Themen des Stücks sind einmal die Verführbarkeit und Käuflichkeit der Menschen: Sehr deutlich wird das an der Figur des Sergeanten (gespenstisch glaubhaft gespielt von Tom Ebinger) einem harten Hund, der kommandiert, herumbrüllt und seine Männer schikaniert. Seine Schwäche sind Frauen. Objekt seiner Begierde ist die Witwe Begbick (Ladina Mahler), die eine kleine Kantine führt. Sie ist schön und verführerisch und setzt das gezielt ein. Ihr Song «Beharre nicht auf der Welle», zeigt: Nur wer sich laufend anpasst, kann in einer solchen Welt bestehen. Überhaupt sind die Figuren äusserst pragmatisch: Die Wächter der tibetanischen Pagode (sehr sauber gespielt von Sarah Caluori und Lotte Ehninger) kommen rasch auf die Idee, aus dem betrunkenen Soldaten, den sie bei sich vorfinden, einen Gott zu machen und mit dieser Attraktion Einnahmen zu erzielen; damit entlarvt Brecht sogar die Religion als kommerzialisierbar. Das entworfene Menschenbild ist nicht besonders schmeichelhaft: Da geht es nicht um hehre Ziele und Ideale, da geht es ums Geschäft.
Mit toller Präsenz
Ein weiteres Thema ist die Austauschbarkeit von Menschen: Der Soldat Jeraiah Jip (Jamin Voellmy – stark sein betrunkenes Torkeln und Lallen) wird von seinen Kameraden zurückgelassen und durch den naiven Galy Gay (Fadri Meyer, sehr frisch, gutherzig und gutgläubig bis in die Haarspitzen) ersetzt. «Mann ist Mann», der Titel des Stücks, kann auch auf Männlichkeit bezogen werden, auf klischeehafte Männlichkeit notabene. Die Paraderolle ist da die eines Soldaten: Befehle befolgen, strammstehen, herumlungern, krumme Dinger drehen und Bier saufen. Und genau das taten die Schauspielerinnen: Rahel Luzi, Emilia Hollmann und Maira Werdmüller. Weitere Soldaten spielten Enya Coray, Alina Wachter, Anja Ehninger, Lotte Ehninger und Sarah Caluori, alle mit toller Präsenz, physisch stark und stimmgewaltig.

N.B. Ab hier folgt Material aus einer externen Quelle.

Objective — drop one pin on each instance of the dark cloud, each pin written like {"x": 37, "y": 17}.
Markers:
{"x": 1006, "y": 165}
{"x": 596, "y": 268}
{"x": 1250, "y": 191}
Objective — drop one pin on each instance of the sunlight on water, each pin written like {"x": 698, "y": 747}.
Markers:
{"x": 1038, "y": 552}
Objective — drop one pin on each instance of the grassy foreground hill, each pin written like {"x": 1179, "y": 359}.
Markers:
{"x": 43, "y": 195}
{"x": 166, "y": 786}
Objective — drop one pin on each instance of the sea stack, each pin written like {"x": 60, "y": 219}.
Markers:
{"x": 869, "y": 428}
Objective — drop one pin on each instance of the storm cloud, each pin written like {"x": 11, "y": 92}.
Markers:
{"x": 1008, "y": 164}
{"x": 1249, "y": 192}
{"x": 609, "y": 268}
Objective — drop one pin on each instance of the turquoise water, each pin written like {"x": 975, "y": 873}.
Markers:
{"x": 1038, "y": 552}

Ein wichtiger Dreh- und Angelpunkt der Aufführung war sicher die Musik von Mischa Weiss, meist Trommel oder Xylophon: Gewehrsalven, sich drehende Eisenbahnräder, aber auch asiatisch anmutende Tempelklänge. Und natürlich wäre der Abend nicht gewesen, was er war, ohne die Regieeinfälle von Ursina Hartmann, ihr Flair für Formationen und Choreografie, ihre Erfahrung, ihr Sinn für Kostüme, Requisiten und Symbolik. Es ist ihr gelungen, ein komplexes und textlastiges Stück enorm rasant auf die Bühne zu bringen. Temporeiche Szenen, nahtlose Übergänge, schnelle Wortwechsel: Da lief immer etwas.
Was kommt als Nächstes? Wir sind gespannt auf ein nächstes Stück. Und: Wir kommen wieder!